Patient 1 was a 26 years old female with no known risk factor. She presented on April 7, 2020 an isolated anosmia-agueusia. Three days later she felt a deep asthenia. She tested positive for SARS-CoV-2 by reverse transcriptase-polymerase chain reaction (RT-PCR) on April 12, 2020. She continued to experience a profound asthenia for 15 days, and completely healed except for the dysnosmia, which was still partially present at day 100.
Patient 2 was a male, 51 with no risk factor besides age. He worked with the patient 1 on April 8. He started to slightly cough on April 11, 2020. The following day, he felt tired, sub-febrile with an increasing cough. He consulted for a suspicion of COVID-19 at a hospital emergency department on April 12, 2020. At the initial examination, patient 2 had a polypnea at 32 respirations/minutes. The blood gas showed a hypoxemia with a PaO2 at 72 %, while a lymphopenia at 680 lymphocytes/mm3 was noted on the blood cell count. The chest computed-tomography scanner was normal, and the nasopharyngeal RT-PCR was positive for SARS-CoV-2. Patient 2 was discharged from the emergency room with a diagnosis of a mild form of COVID-19. He recovered at home within 15 days without major clinical complication, besides a month-long asthenia.

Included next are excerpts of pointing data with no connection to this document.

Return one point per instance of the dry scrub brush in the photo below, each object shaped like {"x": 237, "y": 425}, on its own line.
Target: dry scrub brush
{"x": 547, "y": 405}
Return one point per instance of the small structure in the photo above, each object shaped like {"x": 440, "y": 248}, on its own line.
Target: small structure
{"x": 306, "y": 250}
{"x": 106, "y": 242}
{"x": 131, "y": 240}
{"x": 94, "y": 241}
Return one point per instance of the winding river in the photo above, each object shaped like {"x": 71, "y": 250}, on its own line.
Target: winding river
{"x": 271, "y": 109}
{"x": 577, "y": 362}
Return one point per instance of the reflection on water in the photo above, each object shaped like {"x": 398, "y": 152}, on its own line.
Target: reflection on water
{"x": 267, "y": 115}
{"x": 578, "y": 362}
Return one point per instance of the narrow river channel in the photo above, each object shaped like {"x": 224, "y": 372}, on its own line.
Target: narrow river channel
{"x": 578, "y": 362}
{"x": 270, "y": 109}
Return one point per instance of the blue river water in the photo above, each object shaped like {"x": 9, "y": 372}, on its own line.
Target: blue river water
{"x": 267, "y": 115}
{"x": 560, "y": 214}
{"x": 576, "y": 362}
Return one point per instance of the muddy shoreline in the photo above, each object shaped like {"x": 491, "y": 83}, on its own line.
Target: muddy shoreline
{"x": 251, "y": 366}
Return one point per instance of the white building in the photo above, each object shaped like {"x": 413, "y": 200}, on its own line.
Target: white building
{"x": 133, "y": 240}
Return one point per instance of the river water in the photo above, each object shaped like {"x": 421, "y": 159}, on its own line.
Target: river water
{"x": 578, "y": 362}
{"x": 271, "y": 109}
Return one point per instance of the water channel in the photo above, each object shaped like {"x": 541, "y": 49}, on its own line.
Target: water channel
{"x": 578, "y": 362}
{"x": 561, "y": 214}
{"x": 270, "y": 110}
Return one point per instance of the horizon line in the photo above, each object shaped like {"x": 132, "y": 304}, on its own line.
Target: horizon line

The SARS-CoV-2 strains from both patients were sequenced from naso-pharyngeal samples by MinION technology, following Artic protocol by PCR tiling [8]. Data were analyzed according to the bio-informatic protocol developed by the Artic consortium. Both patients were infected by the same strain, its sequence harboring 7 SNPs compared to the reference genome Wuhan/Hu-1/2019 (NCBI Nucleotide – NC_045512, GenBank –MN908947) and belonging to the G3b phylum [9], thus carrying the recently identified D614G mutation [10]. On August 1st and 2nd, 2020, the two sequences were deposited on the GISAID platform with accession ID EPI_ISL_505003 and EPI_ISL_506041 for patient 1 and 2 respectively.
The humoral immune response of both patients was followed serially for up to 100 days. An in-house enzyme-linked immuno-sorbent assay (ELISA) was developed for detecting IgG against SARS-CoV-2 adapted from a work made by Florian Krammer [11]. The ELISA detection was based on the receptor-binding domain (RBD) recognition of the SARS-CoV-2 spike (S)-glycoprotein. ELISA results are presented as optical density (OD) ratio obtained by dividing the average OD of duplicate wells from that of the corresponding blank non-coated wells.
For each time point, the presence of nAbs was also sought by a seroneutralisation assay performed on Vero cells using the Institut Pasteur SARS-CoV-2 reference strain in a BSL3 facility.
Both patients rapidly developed an IgG immune response against RBD as they were positive within 12 days, then marked a steep increase followed by a plateau and a slow decrease (Figure 1). Patient 1 had a stronger IgG anti-RBD response while presenting a pauci-symptomatic infection. Patient 2 had also a robust anti-RBD response, while presenting mild clinical symptoms, that included blood desaturation as measured initially. Strikingly, patient 1 did only develop a very moderate neutralizing immune response with low nAb titers that turned negative by day 100, suggesting that virus clearance and the clinical recovery occurred independently of the nAb response.